NEW YORK (Reuters) - The head of the Bank of England warned on Monday that too many countries were trying to weaken their currencies to offset the impact of the slow global economy and the trend could grow next year.
“You can see, month by month, the addition to the number of countries who feel that active exchange rate management, always to push their exchange rate down, is growing,” Mervyn King said in a speech.
“My concern is that in 2013, what we will see is the growth of actively managed exchange rates as an alternative to the use of domestic monetary policy,” he told the Economic Club of New York. King did not identify any countries.
He also criticized what he said was backtracking by the Group of 20 leading economies to fix the imbalance between countries with trade surpluses and those with deficits, despite vows by the group to make rebalancing the world economy a priority after the financial crisis erupted.
Central banks, including the Bank of England, have kept interest rates very low and used unprecedented policies such as massive asset purchases to try to stir growth.
Pumping so much money into developed economies, however, can put upward pressure on currencies of emerging economies, hurting those countries’ exports.
Brazil and China, as well as more economically developed Japan and Switzerland, have taken steps to push down the value of their respective currencies in recent years.
The BoE has so far bought 375 billion pounds ($603 billion) mostly in government bonds to help lift the British economy out of the doldrums.
Countries with trade surpluses are often reluctant to boost domestic spending that would allow deficit countries to rebalance by exporting more.
“This is a problem which has to be tackled,” King said, citing a divide between some surplus and deficit countries within the euro zone.
The warnings by King, who is set to step down in July, echo those made in October by U.S. Federal Reserve Chairman Ben Bernanke, who delivered a blunt call for certain emerging economies to allow their currencies to rise.
The back and forth of monetary stimulus and foreign-exchange intervention has complicated any coordinated efforts to recover from the Great Recession.
“It is fair to say a recovery of a durable kind is proving elusive,” King said in his speech.
Fielding questions later, he said he had “great confidence” that the United States will avoid the worst-case effects of the so-called fiscal cliff of automatic tax hikes and spending cuts due to come into force in January.
It “will find a way, if not avoiding going over the cliff, then hanging on by the finger tips” on the other side, he said.
Some political analysts predict the Republicans and Democrats will fail to agree on raising taxes and cutting spending before January 1 but might do so soon afterwards.
Britain recorded economic growth of 1.0 percent in the third quarter, marking an end to nine months of recession - its second since the 2008-09 financial crisis.
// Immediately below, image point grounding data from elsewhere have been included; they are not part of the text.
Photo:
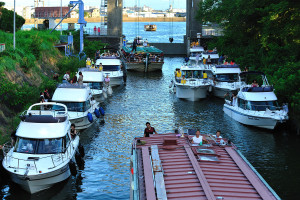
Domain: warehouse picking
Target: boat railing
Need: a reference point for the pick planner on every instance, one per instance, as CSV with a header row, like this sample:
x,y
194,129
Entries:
x,y
55,159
But most of the rebound was driven by a technical bounce due to the London Olympics and extra public holidays in the preceding quarter.
The euro zone debt crisis, high inflation and fiscal austerity have weighed heavily on the economic recovery.
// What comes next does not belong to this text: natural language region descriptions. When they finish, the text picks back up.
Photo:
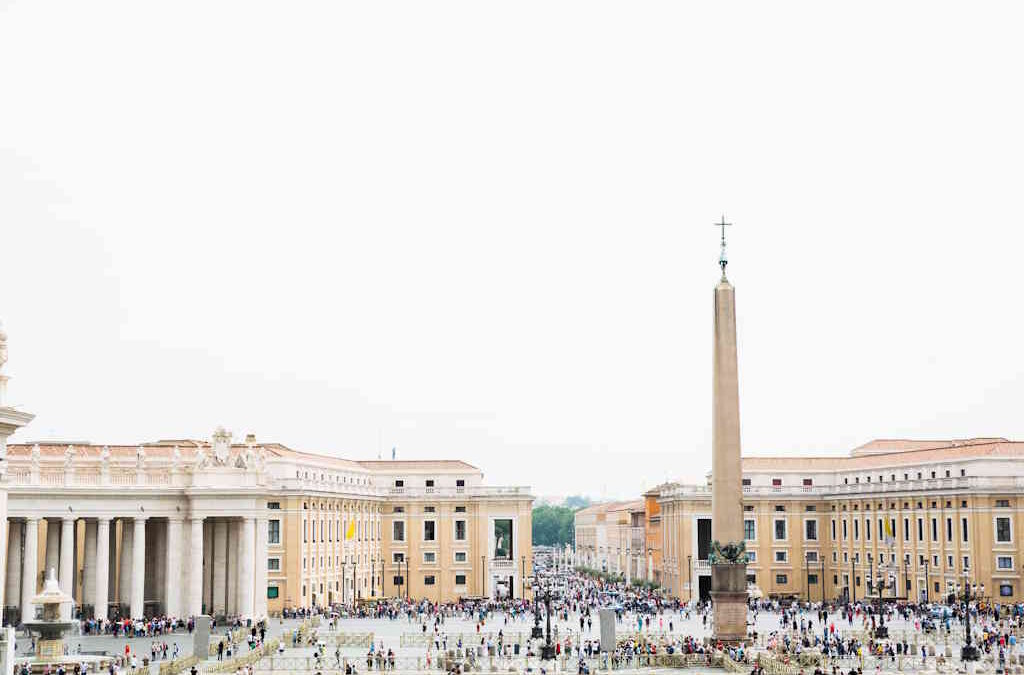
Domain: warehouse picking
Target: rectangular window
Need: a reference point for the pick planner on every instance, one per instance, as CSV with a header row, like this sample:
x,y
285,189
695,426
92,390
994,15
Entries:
x,y
1003,535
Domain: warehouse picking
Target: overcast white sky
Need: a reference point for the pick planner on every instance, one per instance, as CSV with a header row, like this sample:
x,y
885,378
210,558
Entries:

The address may be one of King’s last in the United States. Mark Carney, currently the head of Canada’s central bank, is set to be the first non-Briton to lead the BoE next summer.
King recalled the day his wife saw the surprising news that Carney was named to the post.
“She said, ‘You know Mervyn, they’ll miss you, or six months down the road they’ll miss you,’” King told the audience.
“And then she looked at the TV screen and said: ‘He’s very young, he’s very good looking, he’s immensely charming and he’s very charismatic.’ I think he’ll do a great job and they won’t miss me at all.”